My in-laws are in town for my daughter’s graduation.  When I came home yesterday I was greeted with a big smile and vigorous handshake from my father-in-law.  ”I just want to thank you,” he said, standing up from his chair, “for finding us a good doctor.  The one you found for us is wonderful.”

My wife smiled at me warmly.  I just earned myself big points.  Yay!

Her parents and mine are both in their 80′s and are overall in remarkably good health.  When I called my father after he had a minor surgery over the summer, my mother told me he had a ladder and was “on a bee hunt.”  It’s a blessing to have them around, especially having them healthy.

My parents have a wonderful primary care physician, which takes a whole lot of pressure off of me to do family doctoring, and puts my mind at ease.  I’ve only personally contacted him once when my dad had a prolonged time of vague fatigue and body aches.  I try not to use the “I’m a doctor, so I am second-guessing you” card that I’ve had some patients’ children pull.  I called his doctor more as a son who wanted a clear story about what was going on than as a physician with thoughts on the situation.

“I first want to say that I am very grateful my parents have gotten such good care from you,” I said at the start of the conversation.  ”It’s nice to not have to wonder if they are getting good care.”

He was very grateful.  I would be if someone said that to me, and I really meant it.

“About his current situation,” I continued, I don’t want to sound like one of those meddling doctor children who want to second-guess their parent’s doctor….”

“You’ve already blown that one,” he interrupted, clearly pulling my chain.  My kind of guy.

I went on to discuss what has been done, adding some things that had occurred to me, specifically of a condition called polymyalgia rheumatica, which I see with some regularity in my office.  He listened to me, and I made sure he knew that he had no extra obligation to listen to my thoughts because I am a doctor.  We finished the conversation with a few more jokes and I hung up with increased confidence as well as gratefulness that my parents had very good medical care.

A few weeks, after my suggested diagnosis came to be true, my dad informed me that his doctor told him, “your son made the diagnosis; he deserves the credit.”  I earned major points from my parents on that one, but their doctor clearly got high score in my book.

My wife’s parents haven’t been as fortunate with a primary care physician.  Their care has been done a la carte – only when they had problems, and that done with very little explanation.  Being from the generation that doesn’t question their doctor or demand explanations, the extended family was largely in the dark about their medical care.  This meant that my brother-in-law (an internist) and I ended up having to figure out, suggest, and occasionally meddle to get them the care we thought was appropriate.

A few hospitalizations over the past few years and some mystery medical diagnoses brought the situation to crisis earlier this year.  When we went to visit them in the spring, I was given a charge from the family: find them a good primary care doctor.  Given that I am in Georgia and they are in Oklahoma, this was not the easiest task.  I got some names from a fellow blogger (thanks, John), but the best lead was that of a physician who doesn’t accept insurance, charging an hourly rate that made me gasp.  It didn’t seem to be a good match, as my in-laws wouldn’t be thrilled to pay $200 for a viral illness.

Out of leads, I went to the only other source I could think of: Google.  My search quickly led me to physician rating sites.  I had recently hired a roofer and plumber via Angie’s list (with good results on the roofer, and bad on the plumber - as I previously mentioned), so this seemed worth trying.  One doctor seemed good, but his Med School graduation year was in the 70′s, so I doubted he’d be around long.  Another physician seemed OK until I read some of the reviews by patients who complained of wait times and that they didn’t feel listened to.

I eventually happened upon a physician with my training (Internal Medicine and Pediatric) who had trained at a good program and who was young, but not too young.
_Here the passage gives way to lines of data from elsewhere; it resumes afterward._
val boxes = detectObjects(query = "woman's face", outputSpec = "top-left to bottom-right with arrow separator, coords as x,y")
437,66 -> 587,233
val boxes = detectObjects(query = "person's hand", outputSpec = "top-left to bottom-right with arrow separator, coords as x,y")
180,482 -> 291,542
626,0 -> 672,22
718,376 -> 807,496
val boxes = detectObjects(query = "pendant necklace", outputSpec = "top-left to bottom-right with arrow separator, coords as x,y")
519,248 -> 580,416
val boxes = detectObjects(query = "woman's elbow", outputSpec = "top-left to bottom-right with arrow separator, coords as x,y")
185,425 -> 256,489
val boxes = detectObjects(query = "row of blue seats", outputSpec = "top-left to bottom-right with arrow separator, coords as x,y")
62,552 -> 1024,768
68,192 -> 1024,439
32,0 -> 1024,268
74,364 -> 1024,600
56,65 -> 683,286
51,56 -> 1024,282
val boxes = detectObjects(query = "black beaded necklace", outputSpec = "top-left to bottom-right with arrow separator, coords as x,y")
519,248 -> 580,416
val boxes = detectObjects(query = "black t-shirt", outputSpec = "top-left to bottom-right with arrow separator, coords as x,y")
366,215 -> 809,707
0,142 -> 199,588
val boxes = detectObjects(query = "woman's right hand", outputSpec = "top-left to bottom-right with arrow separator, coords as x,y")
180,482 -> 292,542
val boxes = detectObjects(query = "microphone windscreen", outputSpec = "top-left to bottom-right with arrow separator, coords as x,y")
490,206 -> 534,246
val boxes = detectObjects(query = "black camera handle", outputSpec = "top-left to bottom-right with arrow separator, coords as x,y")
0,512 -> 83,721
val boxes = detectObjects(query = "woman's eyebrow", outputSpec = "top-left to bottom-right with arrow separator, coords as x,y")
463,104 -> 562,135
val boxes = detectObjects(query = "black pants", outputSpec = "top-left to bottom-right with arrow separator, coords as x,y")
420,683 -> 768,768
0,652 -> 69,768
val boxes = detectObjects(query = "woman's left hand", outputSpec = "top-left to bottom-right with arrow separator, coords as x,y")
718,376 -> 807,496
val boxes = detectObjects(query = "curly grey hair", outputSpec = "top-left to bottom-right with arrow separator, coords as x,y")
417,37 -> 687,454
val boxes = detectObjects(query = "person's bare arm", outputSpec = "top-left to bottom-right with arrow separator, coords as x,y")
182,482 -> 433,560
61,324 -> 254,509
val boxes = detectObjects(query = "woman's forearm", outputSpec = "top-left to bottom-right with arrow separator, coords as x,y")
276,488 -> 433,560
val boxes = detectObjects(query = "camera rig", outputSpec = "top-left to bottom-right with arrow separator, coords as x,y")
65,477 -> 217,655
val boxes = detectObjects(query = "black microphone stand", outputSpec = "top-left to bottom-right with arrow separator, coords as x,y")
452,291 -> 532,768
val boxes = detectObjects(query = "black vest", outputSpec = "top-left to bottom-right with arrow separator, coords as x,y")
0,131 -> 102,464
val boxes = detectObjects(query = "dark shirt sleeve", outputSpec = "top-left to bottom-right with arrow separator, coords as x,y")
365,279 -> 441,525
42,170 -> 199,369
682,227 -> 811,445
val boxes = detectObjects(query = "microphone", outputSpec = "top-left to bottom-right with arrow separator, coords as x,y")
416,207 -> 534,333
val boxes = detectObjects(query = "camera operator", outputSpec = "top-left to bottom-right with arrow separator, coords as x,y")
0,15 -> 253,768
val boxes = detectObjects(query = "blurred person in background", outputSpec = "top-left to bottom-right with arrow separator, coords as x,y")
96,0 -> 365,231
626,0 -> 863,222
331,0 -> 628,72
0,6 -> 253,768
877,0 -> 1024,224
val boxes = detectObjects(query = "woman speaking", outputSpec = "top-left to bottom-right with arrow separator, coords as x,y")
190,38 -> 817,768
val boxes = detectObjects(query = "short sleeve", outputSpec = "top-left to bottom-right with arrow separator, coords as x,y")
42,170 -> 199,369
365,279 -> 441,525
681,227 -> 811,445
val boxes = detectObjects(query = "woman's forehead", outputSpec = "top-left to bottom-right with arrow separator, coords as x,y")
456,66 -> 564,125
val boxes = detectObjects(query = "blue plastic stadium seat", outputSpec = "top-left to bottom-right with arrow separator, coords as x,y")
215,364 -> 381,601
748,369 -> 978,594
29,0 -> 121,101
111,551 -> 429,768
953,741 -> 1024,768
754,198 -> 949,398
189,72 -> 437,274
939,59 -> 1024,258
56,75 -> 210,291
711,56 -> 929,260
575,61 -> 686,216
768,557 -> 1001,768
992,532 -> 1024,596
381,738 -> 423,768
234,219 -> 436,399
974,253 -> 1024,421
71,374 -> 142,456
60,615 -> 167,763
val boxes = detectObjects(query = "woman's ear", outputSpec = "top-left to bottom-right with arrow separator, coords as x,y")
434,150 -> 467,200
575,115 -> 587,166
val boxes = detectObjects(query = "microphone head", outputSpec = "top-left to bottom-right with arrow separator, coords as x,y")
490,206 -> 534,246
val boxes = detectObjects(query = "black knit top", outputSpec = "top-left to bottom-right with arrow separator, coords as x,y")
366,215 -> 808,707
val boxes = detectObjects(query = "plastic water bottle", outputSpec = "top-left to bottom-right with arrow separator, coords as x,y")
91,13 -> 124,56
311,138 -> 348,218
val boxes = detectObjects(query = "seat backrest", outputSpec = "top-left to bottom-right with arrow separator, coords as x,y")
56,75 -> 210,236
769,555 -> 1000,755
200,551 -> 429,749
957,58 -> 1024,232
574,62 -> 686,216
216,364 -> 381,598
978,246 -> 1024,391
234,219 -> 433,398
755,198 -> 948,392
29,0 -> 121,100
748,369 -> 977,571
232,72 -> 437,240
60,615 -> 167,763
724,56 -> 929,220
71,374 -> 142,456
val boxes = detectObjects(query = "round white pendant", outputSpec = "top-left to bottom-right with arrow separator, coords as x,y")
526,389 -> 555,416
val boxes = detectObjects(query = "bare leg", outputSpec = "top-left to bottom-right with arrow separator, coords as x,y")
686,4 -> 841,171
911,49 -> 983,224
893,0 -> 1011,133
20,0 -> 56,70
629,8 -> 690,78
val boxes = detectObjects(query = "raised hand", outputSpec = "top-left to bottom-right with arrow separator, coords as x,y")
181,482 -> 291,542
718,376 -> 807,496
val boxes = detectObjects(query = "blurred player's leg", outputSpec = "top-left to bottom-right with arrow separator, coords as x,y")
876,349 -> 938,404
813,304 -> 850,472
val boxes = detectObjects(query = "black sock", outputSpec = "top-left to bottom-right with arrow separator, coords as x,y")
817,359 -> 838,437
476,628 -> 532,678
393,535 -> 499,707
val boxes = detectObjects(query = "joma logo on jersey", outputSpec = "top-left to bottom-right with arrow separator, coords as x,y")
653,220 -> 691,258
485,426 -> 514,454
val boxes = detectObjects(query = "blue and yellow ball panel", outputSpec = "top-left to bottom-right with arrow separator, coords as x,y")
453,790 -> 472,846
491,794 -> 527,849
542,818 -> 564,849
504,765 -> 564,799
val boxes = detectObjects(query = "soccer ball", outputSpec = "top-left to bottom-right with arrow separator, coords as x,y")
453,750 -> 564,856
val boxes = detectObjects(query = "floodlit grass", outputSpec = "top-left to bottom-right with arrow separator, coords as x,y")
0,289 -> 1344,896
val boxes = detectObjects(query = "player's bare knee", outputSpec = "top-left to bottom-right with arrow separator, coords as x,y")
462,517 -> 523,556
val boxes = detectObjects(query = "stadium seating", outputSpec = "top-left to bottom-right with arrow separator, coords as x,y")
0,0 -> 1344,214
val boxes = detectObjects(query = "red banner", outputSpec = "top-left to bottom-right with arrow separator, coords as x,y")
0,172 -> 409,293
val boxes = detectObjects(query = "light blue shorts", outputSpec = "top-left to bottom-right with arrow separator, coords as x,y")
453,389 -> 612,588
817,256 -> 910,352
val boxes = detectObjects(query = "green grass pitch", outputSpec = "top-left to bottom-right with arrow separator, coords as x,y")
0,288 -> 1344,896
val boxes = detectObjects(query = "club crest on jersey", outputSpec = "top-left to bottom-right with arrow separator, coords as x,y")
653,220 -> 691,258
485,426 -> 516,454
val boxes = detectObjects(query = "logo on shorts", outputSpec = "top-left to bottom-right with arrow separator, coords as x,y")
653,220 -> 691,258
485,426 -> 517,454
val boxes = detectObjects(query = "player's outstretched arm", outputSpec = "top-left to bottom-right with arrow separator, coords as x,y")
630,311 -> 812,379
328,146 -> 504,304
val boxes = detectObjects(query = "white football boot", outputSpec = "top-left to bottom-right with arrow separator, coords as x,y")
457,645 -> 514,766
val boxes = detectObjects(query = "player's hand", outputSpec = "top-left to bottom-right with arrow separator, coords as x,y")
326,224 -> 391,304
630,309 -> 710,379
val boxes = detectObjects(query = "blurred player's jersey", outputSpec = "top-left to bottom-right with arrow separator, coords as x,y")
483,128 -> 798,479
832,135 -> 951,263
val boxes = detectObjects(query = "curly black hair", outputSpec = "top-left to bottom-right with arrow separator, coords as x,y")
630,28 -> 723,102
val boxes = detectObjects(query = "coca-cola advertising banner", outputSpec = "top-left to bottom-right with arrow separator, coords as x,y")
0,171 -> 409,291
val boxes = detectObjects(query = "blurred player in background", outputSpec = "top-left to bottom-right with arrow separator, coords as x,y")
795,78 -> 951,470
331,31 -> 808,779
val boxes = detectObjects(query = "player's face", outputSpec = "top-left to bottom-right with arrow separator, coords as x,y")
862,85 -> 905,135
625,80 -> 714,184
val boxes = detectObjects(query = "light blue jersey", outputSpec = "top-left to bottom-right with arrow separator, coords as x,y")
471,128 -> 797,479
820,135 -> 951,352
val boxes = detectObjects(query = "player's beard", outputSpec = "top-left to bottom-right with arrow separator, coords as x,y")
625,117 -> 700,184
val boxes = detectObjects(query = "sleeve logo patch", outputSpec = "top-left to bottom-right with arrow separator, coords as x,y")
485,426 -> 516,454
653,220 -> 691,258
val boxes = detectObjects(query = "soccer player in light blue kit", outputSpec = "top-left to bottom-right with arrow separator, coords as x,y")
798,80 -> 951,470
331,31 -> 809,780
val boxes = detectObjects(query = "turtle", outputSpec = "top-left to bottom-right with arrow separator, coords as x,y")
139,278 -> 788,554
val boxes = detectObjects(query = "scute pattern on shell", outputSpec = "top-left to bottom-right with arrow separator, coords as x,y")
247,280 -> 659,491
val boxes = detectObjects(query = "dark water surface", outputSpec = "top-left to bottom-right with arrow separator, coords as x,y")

There are very few who get through a med/peds training at a tough program who are not motivated and thorough.  I called, and the office treated me very well, even though I didn’t mention I was a physician (I wanted a true idea of the office’s user-friendliness).  I got her an appointment, sent my mother-in-law the information, and left it at that.

I was thrilled and relieved when I heard their opinion about their doctor.  He had spent time with them, had listened to what they had to say, and made them feel like they were no longer in limbo.  He would take care of her and figure out what is going on.  That’s a big deal for me, as I don’t like having to do detective work and second-guess other doctors.  I don’t like doing it as a PCP for my own patients, much less as a dutifully son-in-law.  Yes, this doctor too won major points in my book.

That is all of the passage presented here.